SETI may not have succeeded in finding alien life yet because space weather around other stars can interfere with the aliens’ attempts to send out radio messages, according to a new study that tries to understand why the universe seems so quiet.
“Space weather” describes the electromagnetic disturbances produced by gusts of radiation in a stellar wind or coronal mass ejections (CME) from a star. These events spew out a lot of plasma and electrons into interplanetary space around a star, and plasma and electrons are like kryptonite for coherent radio signals.
The other reason SETI is looking for narrowband signals, with bandwidths of only a few hertz, is that nothing known in nature produces such a tightly confined radio signal. So if we discovered one, we would know it was more than likely artificial.

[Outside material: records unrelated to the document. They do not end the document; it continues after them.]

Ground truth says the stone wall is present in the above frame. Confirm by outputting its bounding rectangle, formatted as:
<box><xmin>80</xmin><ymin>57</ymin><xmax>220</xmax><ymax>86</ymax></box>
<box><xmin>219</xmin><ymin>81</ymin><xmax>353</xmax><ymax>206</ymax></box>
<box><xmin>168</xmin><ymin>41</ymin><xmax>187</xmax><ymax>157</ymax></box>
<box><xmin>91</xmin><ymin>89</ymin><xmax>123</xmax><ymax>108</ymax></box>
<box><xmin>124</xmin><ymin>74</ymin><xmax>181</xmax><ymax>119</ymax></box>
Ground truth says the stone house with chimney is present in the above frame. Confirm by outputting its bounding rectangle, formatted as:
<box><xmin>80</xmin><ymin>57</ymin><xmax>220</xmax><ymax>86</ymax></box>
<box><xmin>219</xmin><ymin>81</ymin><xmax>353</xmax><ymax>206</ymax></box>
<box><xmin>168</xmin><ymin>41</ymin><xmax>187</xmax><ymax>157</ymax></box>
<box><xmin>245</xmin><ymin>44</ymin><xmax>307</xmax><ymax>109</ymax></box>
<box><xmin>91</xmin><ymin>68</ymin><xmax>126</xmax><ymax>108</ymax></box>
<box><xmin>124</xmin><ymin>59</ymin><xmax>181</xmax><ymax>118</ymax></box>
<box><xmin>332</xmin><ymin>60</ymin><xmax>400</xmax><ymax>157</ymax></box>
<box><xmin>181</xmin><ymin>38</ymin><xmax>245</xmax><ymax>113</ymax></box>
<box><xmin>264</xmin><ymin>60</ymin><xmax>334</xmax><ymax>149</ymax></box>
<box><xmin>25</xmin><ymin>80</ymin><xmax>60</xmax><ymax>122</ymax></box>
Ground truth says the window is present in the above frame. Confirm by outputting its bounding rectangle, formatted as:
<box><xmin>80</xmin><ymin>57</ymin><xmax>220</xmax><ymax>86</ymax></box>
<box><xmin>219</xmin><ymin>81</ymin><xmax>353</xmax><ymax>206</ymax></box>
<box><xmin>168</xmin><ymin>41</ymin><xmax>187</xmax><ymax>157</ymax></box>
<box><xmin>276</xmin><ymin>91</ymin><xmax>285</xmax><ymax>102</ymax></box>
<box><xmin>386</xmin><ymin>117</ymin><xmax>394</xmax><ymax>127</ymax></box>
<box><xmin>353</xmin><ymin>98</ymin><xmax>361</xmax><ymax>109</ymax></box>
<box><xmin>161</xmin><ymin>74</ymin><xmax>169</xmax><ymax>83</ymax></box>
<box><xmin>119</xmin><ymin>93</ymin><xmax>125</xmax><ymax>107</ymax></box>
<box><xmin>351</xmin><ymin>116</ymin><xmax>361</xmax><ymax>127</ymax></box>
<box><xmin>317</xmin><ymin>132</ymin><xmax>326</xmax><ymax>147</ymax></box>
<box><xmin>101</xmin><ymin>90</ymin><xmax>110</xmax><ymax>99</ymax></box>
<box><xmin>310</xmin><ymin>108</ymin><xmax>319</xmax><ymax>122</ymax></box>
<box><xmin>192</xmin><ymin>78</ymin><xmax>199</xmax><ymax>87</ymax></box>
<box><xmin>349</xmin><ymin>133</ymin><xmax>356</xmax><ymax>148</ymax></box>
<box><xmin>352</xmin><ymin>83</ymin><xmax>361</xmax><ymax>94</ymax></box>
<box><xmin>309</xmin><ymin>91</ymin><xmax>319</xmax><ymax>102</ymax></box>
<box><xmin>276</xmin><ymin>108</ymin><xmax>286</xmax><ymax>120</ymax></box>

But until now, no one had quantified the effect of plasma and electrons spewed out of activity on stars. If a technological species on a distant the exoplanet wanted to send a message into space, the space weather in the home system could adversely affect the characteristics of that signal.
“SETI searches are often optimized for extremely narrow signals,” said Vishal Gajjar, of the SETI Institute in Mountain View, California, in a statement. “If a signal is broadened by its own star’s environment, it could slip below our detection limits, even if it is there, potentially helping to explain some of the radio silence we’ve seen in technosignature search.”
The most likely effect of space weather on narrowband radio signals is something called diffractive scintillation. This can cause a signal to be spread over a much wider frequency range when it interacts with plasma from a star. While the initial narrowband signal may have strong power over only a few frequencies, the smearing spreads this power over several frequencies, reducing the strength of the signal.
However, identifying the problem was only the first step. Gajjar and his SETI Institute colleague Grayce Brown wanted to take it one step further and quantify the effects of space weather so that it might be easier to mitigate during SETI searches.
To do so, the duo first had to quantify the effect in our own neighbourhood, by analyzing radio signals between Earth and space missions that explore our the solar system. Gajjar and Brown calibrated how fluctuations in solar wind and bursts from CMEs can affect narrowband signals, and average it over time. They then used our example sun as a basis for calibrating the broadening effect of space weather on signals around two main types of stars: Sun-like stars, and red dwarfswhich is the smallest, coolest type of star, and makes up three quarters of all the stars in Milky way galaxy.
Stars much more massive than the Sun were left out of the study, as their lifetimes are likely too short for technological life to develop on any orbiting planets.
To emphasize their point, Gajjar and Brown simulated a SETI search of the million nearest Sun-like and red dwarf stars and incorporated the effects of space weather based on the known activity of such stars.
The simulation depicted a search for alien signals in the area around 1 GHz, which is the most common frequency band to search in. Radio emissions from interstellar hydrogen, for example, are at 1.42 GHz.
According to the simulation, 70% of the stars result in the signals broadening in frequency by more than 1 Hz, and 30% of the stars produce a broadening of more than 10 Hz, especially red dwarf stars, which are known for their strong stellar activity.
Even more seriously, if a CME were to occur at the time a signal is transmitted, it could introduce a broadening above 1000 Hz, rendering a signal completely invisible to detectors focused on very narrowband signals.
But now that we know this can happen, efforts can be made to minimize the effect – just like how we can estimate the degree of dispersion of the interstellar medium, or how algorithms can remove Doppler operation in frequency caused by the motion of a transmitter on a planet orbiting its star.
“By quantifying how stellar activity can reshape narrowband signals, we can design searches that are better suited to what actually reaches Earth, not just what can be transmitted,” Brown said.
For over 66 years, SETI has searched for evidence of technological life in the the universe but so far haven’t found anything. For example, the citizen science project SETI@home, which started in 1999, is down to its size last 100 candidate signals and hopes are not high that any of them will turn out to be ET.
Some researchers refer to this inability to find technological aliens as “Great silence,” but could this space weather effect quantified by Gajjar and Brown be the cause? It’s possible that it has at least contributed to the great silence, depending on how many transmitting species are out there. But just as we monitor the sun and space weather in our solar system, it would seem fair to expect aliens to be technologically proficient enough to send messages into space and the wait in space and the time of the stars before sending.
However, this cannot be guaranteed, especially if the transmitter is always on (which will draw a lot of power), or if it is an automated transmitter. Gajjar and Brown suggest that far from a “Great Silence,” the universe may be overflowing with noisy messages, and we just haven’t been tuned in enough to hear them.
The research was published on 5 March i The Astrophysical Journal.